Against this unfavorable geographical background, which would have yielded only to the most progressive and happy of human approaches, humanity superimposed a series of events unfortunate and tragic almost beyond anything ever know to human history. The Spaniards came to Latin America as the bearers of a national and cultural development which was itself nearing its end; a development in which many of the more hopeful origins had already died and little was left but religious fanaticism, a burning, frustrated energy, and an addiction to the most merciless cruelty. To those portions of the New World where an Indian civilization was already in existence, they came like men from Mars: terrible, merciless conquerors—the bearers of some divine punishment—whose sympathy and understanding could never be enlisted for local traditions or institutions, and to whom the only possible relationship was one of tragic and total submission, involving the abandonment of all prior attachments and customs.

Human history, it seems to me, bears no record of anything more terrible ever having done to entire peoples. The shock to the national consciousness was profound and irreparable. Here, something violently broken which was essential to the hopeful development of human society; and the effects of that terrible rupture was destined to endure through the generations, to a point in time which we cannot clearly foresee. Here is the true illustration of the crimes of the fathers being visited on their progeny: for as the Spaniards intermarried with these native peoples the course of whose history had so ruthlessly been interrupted, they came to share the scars and weaknesses which they had themselves inflicted.

Elsewhere in Latin America, the large scale importation of Negro slave elements into considerable parts of the Spanish and other colonial empires, and the extensive intermarriage of all these elements, produced other unfortunate results which seemed to have weighed scarcely less heavily on the chances for human progress….

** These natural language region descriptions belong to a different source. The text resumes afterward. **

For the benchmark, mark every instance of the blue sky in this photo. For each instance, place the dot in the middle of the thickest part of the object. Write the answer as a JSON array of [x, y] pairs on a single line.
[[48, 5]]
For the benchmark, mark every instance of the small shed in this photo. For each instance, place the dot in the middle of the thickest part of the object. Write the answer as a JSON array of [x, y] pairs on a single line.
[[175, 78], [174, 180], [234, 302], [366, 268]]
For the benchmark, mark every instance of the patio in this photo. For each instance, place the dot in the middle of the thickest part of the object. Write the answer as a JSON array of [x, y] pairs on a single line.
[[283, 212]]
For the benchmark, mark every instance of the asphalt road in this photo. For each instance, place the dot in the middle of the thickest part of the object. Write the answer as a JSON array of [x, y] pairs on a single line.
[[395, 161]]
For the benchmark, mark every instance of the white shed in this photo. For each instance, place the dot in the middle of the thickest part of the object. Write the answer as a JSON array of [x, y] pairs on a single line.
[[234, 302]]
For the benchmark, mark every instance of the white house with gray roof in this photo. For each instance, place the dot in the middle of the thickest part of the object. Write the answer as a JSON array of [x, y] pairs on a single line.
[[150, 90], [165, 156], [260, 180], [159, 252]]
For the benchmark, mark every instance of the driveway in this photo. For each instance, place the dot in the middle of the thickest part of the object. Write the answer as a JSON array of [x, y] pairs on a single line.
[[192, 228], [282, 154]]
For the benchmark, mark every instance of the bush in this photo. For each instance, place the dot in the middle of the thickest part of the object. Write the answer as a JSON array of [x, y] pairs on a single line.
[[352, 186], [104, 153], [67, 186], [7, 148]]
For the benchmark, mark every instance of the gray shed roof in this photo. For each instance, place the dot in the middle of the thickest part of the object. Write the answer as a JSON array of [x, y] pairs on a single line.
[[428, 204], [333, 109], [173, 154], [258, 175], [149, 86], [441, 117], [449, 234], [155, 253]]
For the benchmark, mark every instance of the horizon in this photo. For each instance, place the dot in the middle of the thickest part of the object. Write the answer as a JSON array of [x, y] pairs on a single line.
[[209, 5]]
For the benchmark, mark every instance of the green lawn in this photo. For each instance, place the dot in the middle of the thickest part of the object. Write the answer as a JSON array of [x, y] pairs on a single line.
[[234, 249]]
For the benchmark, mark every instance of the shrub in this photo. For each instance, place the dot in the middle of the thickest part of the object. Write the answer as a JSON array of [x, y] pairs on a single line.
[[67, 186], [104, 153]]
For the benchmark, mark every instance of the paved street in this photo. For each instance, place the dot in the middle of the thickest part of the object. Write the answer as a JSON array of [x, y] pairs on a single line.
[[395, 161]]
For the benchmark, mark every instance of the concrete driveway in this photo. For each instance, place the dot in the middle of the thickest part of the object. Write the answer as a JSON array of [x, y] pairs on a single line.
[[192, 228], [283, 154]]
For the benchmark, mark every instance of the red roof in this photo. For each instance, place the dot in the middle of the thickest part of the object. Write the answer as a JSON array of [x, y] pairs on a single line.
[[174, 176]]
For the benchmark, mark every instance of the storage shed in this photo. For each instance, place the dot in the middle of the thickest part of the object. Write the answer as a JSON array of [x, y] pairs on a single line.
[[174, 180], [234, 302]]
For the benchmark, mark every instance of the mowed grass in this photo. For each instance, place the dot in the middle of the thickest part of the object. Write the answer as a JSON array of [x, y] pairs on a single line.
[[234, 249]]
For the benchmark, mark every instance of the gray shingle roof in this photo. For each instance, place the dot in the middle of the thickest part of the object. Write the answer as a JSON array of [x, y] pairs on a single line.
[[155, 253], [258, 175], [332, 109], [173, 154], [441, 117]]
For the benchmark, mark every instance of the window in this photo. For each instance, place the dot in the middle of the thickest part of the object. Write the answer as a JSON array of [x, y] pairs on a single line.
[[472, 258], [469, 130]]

These bitter realities are ones, which people cannot face fully constantly. Human nature, with its insistence that life must go on, represses the consciousness of these things, turns away from them in healthy revulsion, and seeks to balance them out by over-compensation. Thus the inordinate splendor and pretense of the Latin American cities can be no other than an attempt to compensate for the wretchedness and the squalor of the hinterlands from which they spring. And, in the realm of individual personality, this subconscious recognition of the failure of group effort fids its expression in an exaggerated self-centeredness and egotism—in a pathetic urge to create illusion of desperate courage, supreme cleverness, an a limited virility where the more constructive virtues are so conspicuously lacking”.